SUBJECT: M.S. Thesis Presentation
BY: Qifeng Liu
TIME: Friday, November 12, 2021, 12:30 a.m.
PLACE: Institute of System Dynamics, n/a
TITLE: Geometric Error Identification for 6DoF Robotic Manipulator Calibration to Improve Absolute Positioning Accuracy
COMMITTEE: Dr. Andrei Fedorov, Co-Chair (ME)
Dr. Oliver Sawodny, Co-Chair (Stuttgart)
Dr. Aldo Ferri (ME)
Dr. Cristina Tarin (Stuttgart)


This thesis tackles the manipulator inaccuracy issue from two aspects to achieve the desired accuracy enhancement: tighter mechanical tolerances and a closer matching kinematics model with the actual robot. For these purposes, according to the geometry of a pneumatically driven six degrees of freedom manipulator, a 6D parametric kinematics model is first formulated. The proposed model is highly flexible in terms of introducing, anywhere in each linkage of the manipulator, any number of virtual mechanical tolerance points that lump effects of dimension and orientation deviations caused by geometric errors. Therefore, whichever concerned mechanical tolerances can be added to the model and studied through Fuzzy arithmetic to analyze their influence on the tool center point position.

Meanwhile, geometric errors are also the primary source of discrepancies between the nominal model and real hardware.
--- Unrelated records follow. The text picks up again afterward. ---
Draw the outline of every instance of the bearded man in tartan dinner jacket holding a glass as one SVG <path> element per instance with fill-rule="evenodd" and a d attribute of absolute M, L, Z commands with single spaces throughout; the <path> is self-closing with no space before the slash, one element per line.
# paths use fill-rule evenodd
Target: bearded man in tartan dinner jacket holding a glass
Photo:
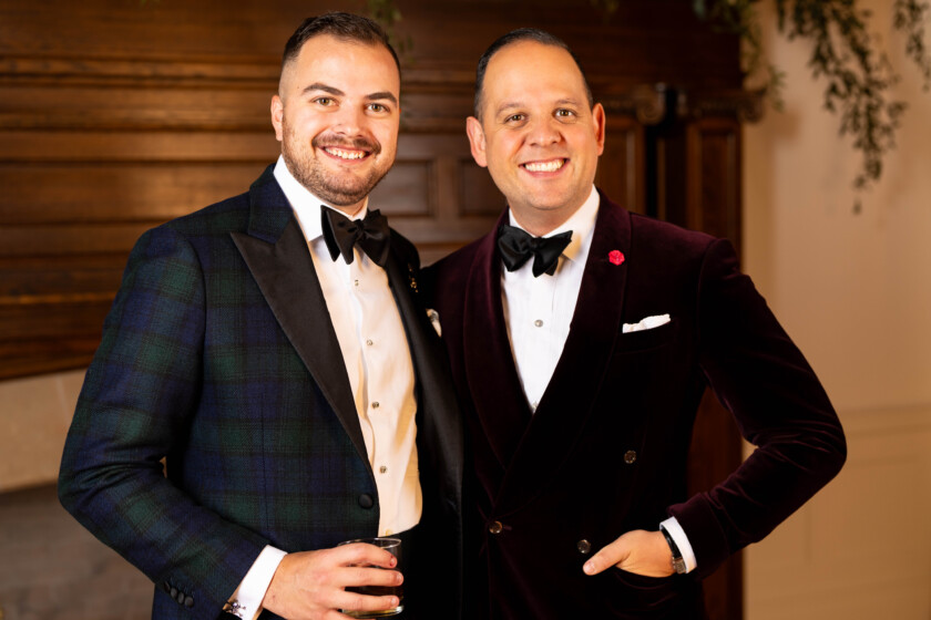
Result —
<path fill-rule="evenodd" d="M 403 617 L 457 616 L 460 422 L 417 251 L 368 204 L 399 96 L 377 24 L 306 20 L 272 100 L 277 164 L 130 256 L 59 490 L 154 581 L 153 618 L 335 618 L 400 602 L 348 588 L 402 581 Z M 338 546 L 372 536 L 400 559 Z"/>

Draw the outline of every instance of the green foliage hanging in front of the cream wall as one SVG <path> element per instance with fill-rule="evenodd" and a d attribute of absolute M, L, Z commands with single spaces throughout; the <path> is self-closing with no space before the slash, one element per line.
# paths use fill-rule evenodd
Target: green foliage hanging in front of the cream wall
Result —
<path fill-rule="evenodd" d="M 883 155 L 896 145 L 896 131 L 906 103 L 888 99 L 899 75 L 874 45 L 871 14 L 858 0 L 775 0 L 779 32 L 789 40 L 814 44 L 808 65 L 826 82 L 825 107 L 840 116 L 840 134 L 851 135 L 863 164 L 853 186 L 860 190 L 879 180 Z M 736 32 L 745 43 L 748 75 L 767 72 L 767 91 L 781 103 L 781 74 L 764 60 L 757 0 L 693 0 L 696 14 Z M 931 86 L 931 60 L 924 44 L 924 22 L 931 12 L 924 0 L 894 0 L 893 27 L 906 38 L 906 55 L 921 71 L 924 90 Z"/>

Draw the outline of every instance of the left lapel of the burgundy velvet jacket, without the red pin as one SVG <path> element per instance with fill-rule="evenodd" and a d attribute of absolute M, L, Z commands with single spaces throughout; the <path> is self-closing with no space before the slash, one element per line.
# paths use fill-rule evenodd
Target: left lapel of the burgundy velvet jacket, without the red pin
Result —
<path fill-rule="evenodd" d="M 485 237 L 467 283 L 462 349 L 475 413 L 502 467 L 511 462 L 530 422 L 501 302 L 501 260 Z M 442 320 L 442 318 L 441 318 Z"/>

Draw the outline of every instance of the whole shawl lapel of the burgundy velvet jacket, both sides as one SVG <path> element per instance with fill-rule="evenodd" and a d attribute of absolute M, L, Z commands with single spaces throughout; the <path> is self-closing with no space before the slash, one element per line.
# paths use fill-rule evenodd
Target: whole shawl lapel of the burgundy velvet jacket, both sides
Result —
<path fill-rule="evenodd" d="M 505 467 L 499 515 L 520 508 L 549 483 L 563 462 L 553 455 L 569 455 L 585 425 L 624 307 L 626 265 L 615 265 L 608 257 L 613 250 L 626 257 L 630 249 L 630 214 L 602 196 L 569 338 L 529 423 L 504 326 L 501 259 L 493 235 L 478 252 L 466 301 L 463 348 L 478 417 Z"/>

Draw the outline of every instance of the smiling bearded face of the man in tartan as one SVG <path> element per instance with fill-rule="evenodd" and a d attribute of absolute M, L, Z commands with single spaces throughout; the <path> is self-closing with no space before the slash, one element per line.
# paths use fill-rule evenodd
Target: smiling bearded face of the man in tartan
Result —
<path fill-rule="evenodd" d="M 272 124 L 294 177 L 348 215 L 395 163 L 400 75 L 391 52 L 329 34 L 285 64 Z"/>

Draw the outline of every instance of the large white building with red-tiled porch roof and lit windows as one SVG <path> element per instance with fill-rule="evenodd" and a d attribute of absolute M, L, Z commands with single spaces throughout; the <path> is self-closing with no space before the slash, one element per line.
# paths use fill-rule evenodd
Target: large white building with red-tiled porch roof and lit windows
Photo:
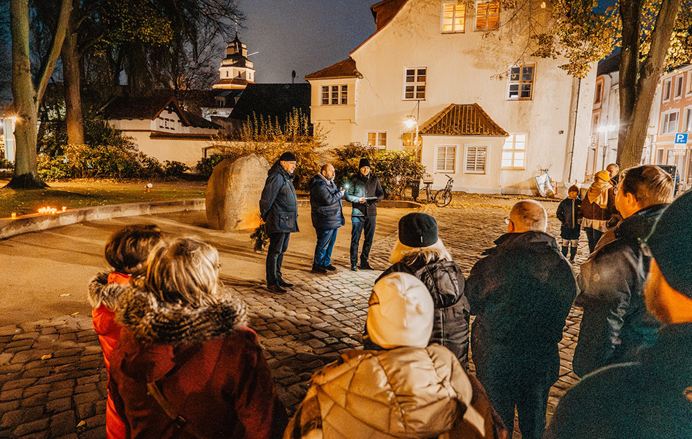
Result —
<path fill-rule="evenodd" d="M 516 65 L 525 38 L 513 43 L 513 26 L 502 26 L 511 11 L 498 1 L 465 5 L 372 6 L 374 34 L 348 59 L 307 75 L 311 121 L 331 146 L 416 151 L 435 187 L 449 174 L 455 190 L 532 194 L 540 169 L 556 181 L 581 180 L 595 71 L 580 81 L 558 68 L 565 59 Z M 546 22 L 550 11 L 538 8 L 534 19 Z"/>

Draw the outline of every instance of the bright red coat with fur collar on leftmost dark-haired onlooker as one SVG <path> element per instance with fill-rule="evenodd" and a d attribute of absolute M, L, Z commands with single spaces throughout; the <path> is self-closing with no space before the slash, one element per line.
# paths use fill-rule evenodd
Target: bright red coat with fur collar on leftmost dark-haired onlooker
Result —
<path fill-rule="evenodd" d="M 106 373 L 109 377 L 111 353 L 120 336 L 120 325 L 116 323 L 113 308 L 120 292 L 124 290 L 118 279 L 114 282 L 110 281 L 111 279 L 111 274 L 102 272 L 89 283 L 89 301 L 95 307 L 91 310 L 93 329 L 98 334 L 98 342 L 103 351 L 103 362 L 106 364 Z M 125 422 L 122 422 L 116 413 L 110 394 L 106 401 L 106 436 L 108 439 L 125 439 Z"/>

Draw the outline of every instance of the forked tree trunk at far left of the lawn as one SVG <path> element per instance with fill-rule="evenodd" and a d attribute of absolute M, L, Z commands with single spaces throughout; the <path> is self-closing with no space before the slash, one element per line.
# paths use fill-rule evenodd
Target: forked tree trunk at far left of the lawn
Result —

The model can include translational and rotational error parameters that need identification to quantify the effects from the geometric errors at the locations of the virtual tolerance points. For an effective identification, dependent error parameters can be systematically eliminated with QR decomposition. Once the model reduction is complete, the nonlinear least-squares optimization technique using the Gauss-Newton line search method is applied to identify the remaining independent error parameters. The identification process is eventually verified on the experimental manipulator. In a nutshell, the thesis presents, on the one hand, a tolerance analysis tool that offers insights for potential targeted manufacturing improvements to decrease the dominant tolerances, and on the other hand, a capable parameter identification process that rectifies the nominal kinematics model to agree with the hardware behaviors.